La carriera discografica dei Crickets subì una dura battuta d'arresto nel 1959 per via della morte del leader storico Buddy Holly che perse la vita in un incidente aereo insieme a Ritchie Valens e The Big Popper. Tuttavia la band non arrestò la propria produzione e riuscì a riprendere l'attività rimaneggiando la formazione. Dopo i primi tre album pubblicati tra il 1960 e il 1962 il gruppo proseguì senza sosta e nel 1964 uscì il quarto album successivo alla morte di Buddy Holly.

Nonostante il disco sia noto come She Loves You / California Sun in realtà non ha un titolo; sulla copertina è riportato l'elenco dei pezzi in esso contenuti e i primi due sono proprio She Loves You e California Sun ed è per questo motivo che il disco è noto con questo titolo. Come riportato anche sul retro di copertina, l'LP vuole sfruttare il successo della british invasion e della beatlemania, infatti contiene cinque cover dei Beatles quali I Want To Hold Your Hand, She Loves You, I Saw Her Standing There, Please, Please Me e From Me To You oltre a Money (That's What I Want) di Barrett Strong di cui i fab four avevano realizzato una cover per l'album With The Beatles del 1963.

Oltre a queste l'album contiene Slippin' and Slidin' di Little Richard, California Sun di Joe Jones, A Fool Never Learns di Andy Williams, Lonely Avenue di Ray Charles (che viene notevolmente accelerata e trasformata da un blues in un rapido rock and roll) e Come On di Tommy Roe. Completa il disco You Can't Be In-Between, l'unico pezzo inedito contenuto sull'LP, un melodico midtempo che rallenta il ritmo rispetto al resto del disco.

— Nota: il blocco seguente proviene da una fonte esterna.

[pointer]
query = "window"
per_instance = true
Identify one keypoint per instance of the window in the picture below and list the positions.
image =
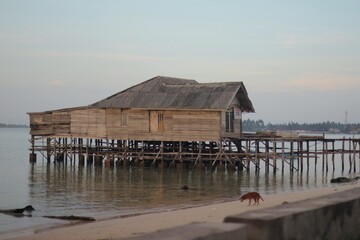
(161, 126)
(157, 123)
(229, 121)
(123, 118)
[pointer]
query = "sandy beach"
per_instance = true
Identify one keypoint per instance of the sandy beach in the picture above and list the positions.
(118, 228)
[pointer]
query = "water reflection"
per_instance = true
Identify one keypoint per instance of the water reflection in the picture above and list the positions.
(68, 188)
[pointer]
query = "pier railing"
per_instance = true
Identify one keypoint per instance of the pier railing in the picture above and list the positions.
(275, 153)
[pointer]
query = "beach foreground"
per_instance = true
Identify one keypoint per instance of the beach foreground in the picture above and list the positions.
(141, 224)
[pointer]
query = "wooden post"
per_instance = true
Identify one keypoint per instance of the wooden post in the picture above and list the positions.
(350, 161)
(274, 156)
(291, 156)
(48, 144)
(247, 155)
(267, 163)
(308, 155)
(300, 152)
(283, 156)
(32, 156)
(354, 154)
(333, 155)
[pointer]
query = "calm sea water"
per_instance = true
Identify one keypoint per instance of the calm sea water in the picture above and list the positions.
(102, 192)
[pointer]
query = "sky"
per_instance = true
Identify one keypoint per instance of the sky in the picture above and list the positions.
(299, 60)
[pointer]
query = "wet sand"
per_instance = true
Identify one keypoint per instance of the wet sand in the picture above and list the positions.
(118, 228)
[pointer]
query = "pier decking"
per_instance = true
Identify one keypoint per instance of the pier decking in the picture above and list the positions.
(252, 151)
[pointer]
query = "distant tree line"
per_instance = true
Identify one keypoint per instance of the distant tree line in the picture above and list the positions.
(333, 127)
(4, 125)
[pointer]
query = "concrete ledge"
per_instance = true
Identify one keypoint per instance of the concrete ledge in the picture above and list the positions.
(336, 216)
(199, 231)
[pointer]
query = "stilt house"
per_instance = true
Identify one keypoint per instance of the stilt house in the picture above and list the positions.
(159, 109)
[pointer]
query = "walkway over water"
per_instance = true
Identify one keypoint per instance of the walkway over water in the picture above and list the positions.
(268, 151)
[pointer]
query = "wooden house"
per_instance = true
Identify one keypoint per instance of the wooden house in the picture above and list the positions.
(159, 109)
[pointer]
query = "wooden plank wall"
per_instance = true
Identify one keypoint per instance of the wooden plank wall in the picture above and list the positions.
(41, 124)
(175, 125)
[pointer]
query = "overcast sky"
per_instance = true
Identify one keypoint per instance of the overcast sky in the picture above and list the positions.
(299, 60)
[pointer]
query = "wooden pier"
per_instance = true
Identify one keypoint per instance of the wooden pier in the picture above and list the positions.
(270, 152)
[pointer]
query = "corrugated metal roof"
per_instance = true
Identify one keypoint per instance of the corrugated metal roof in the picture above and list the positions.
(165, 92)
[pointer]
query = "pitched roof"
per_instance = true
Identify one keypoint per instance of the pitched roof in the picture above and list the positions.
(176, 93)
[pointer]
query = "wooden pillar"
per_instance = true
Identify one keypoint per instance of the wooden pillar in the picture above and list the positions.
(247, 155)
(342, 154)
(48, 150)
(267, 163)
(354, 154)
(333, 155)
(308, 155)
(350, 161)
(282, 156)
(300, 152)
(274, 156)
(32, 156)
(98, 160)
(291, 156)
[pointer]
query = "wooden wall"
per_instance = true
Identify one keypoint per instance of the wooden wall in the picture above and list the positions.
(120, 124)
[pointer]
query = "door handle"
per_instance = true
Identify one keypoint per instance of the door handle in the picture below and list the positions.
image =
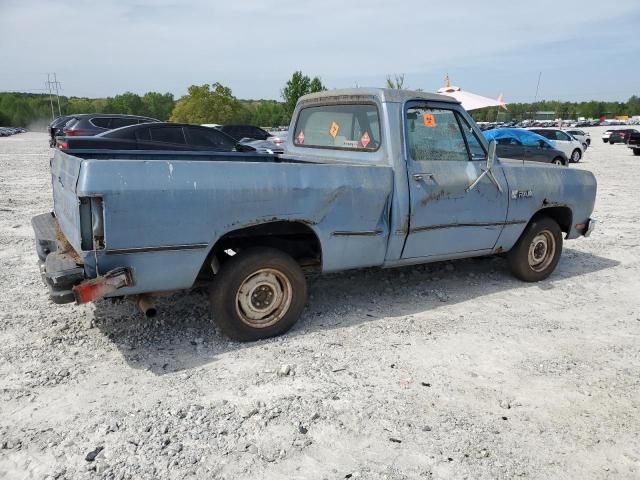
(421, 176)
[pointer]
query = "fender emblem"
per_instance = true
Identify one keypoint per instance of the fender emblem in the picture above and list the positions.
(515, 194)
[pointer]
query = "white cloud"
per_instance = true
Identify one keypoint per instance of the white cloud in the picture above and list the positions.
(102, 48)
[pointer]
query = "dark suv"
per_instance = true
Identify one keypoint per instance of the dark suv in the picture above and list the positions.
(95, 123)
(244, 131)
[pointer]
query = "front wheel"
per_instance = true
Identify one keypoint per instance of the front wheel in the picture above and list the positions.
(258, 293)
(576, 156)
(536, 254)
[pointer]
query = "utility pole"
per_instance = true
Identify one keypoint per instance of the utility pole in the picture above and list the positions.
(57, 85)
(54, 85)
(535, 99)
(53, 115)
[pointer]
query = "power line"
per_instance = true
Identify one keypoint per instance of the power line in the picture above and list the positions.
(53, 85)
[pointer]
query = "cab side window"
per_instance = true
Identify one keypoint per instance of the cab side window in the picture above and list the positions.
(435, 135)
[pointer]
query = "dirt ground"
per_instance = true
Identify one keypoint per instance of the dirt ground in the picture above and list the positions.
(452, 370)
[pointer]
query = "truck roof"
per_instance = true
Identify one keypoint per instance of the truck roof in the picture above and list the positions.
(387, 95)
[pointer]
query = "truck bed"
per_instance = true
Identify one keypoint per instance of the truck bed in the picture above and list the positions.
(174, 206)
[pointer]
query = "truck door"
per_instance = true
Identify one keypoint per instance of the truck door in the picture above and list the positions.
(444, 157)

La caratteristica principale di questo album di ottimo rock and roll è che nella riproposizione dei pezzi dei Beatles mostra come l'interpretazione dei Crickets, a dispetto della diversità di notorietà, sia in tutto superiore a quella del quartetto di Liverpool. I Crickets infatti non solo suonano meglio, ma eseguono meglio anche le polifonie vocali. Inoltre il cantante Jerry Neylor ha un'estensione e capacità di modulare la voce ben superiore a quella di Paul McCartney, come confermato anche dall'inedito You Can't Be In-Between.

L'anno seguente i Crickets pubblicarono A Collection che come dice il titolo stesso è una raccolta di singoli pubblicati tra il 1962 e il 1965. Non essendo strettamente legato all'esecuzione di cover, questo album consentì ai Crickets di esprimersi prevalentemente in pezzi propri dal suono più vario e maturo in cui il cantante mostra di nuovo le sue notevoli doti e in cui anche le melodie diventano più ricche e complesse.

L'album contiene una versione in inglese di La Bamba realizzata per il film The Girls on the Beach (che oltre ai Crickets include pezzi dei Beach Boys) del 1965 e le cover di Lonely Avenue (già proposta nell'album precedente) e Playboy di David Gates. Oltre a queste il disco contiene undici tracce inedite tra cui You Can't Be In-Between, anch'essa inclusa nel disco precedence. Tra le tracce migliori troviamo My Little Girl e Teardrops Fall Like Rain tratte dal film Just For Fun del 1963. Quest'ultima in particolare, la cui melodia ricorda vagamente Everyday incisa ai tempi di Buddy Holly, mostra nuovamente le incredibili capacità della band non solo come musicisti, ma anche nel canto polifonico. Degna di nota è anche All Over You, brano smaccatamente blues arricchito dalla presenza dell'armonica in cui il canto di Naylor si fa più basso e aspro.

Dopo A Collection la produzione discografica dei Crickets subì un nuovo lungo stop a causa dell'abbandono della band da parte di Naylor. Tuttavia neanche questo nuovo cambio fermò l'attività del gruppo che ripartì nel 1970 con il chitarrista Sonny Curtis alla voce e tuttora la band realizza album nuovi in cui fanno rivivere l'atmosfera degli anni d'oro del rock and roll. Questa straordinaria formazione resta quindi a tutt'oggi una delle band più influenti della storia del rock, anche se la loro scarsa notorietà (almeno in Italia) non rende giustizia alla loro creatività e alle loro capacità tecniche.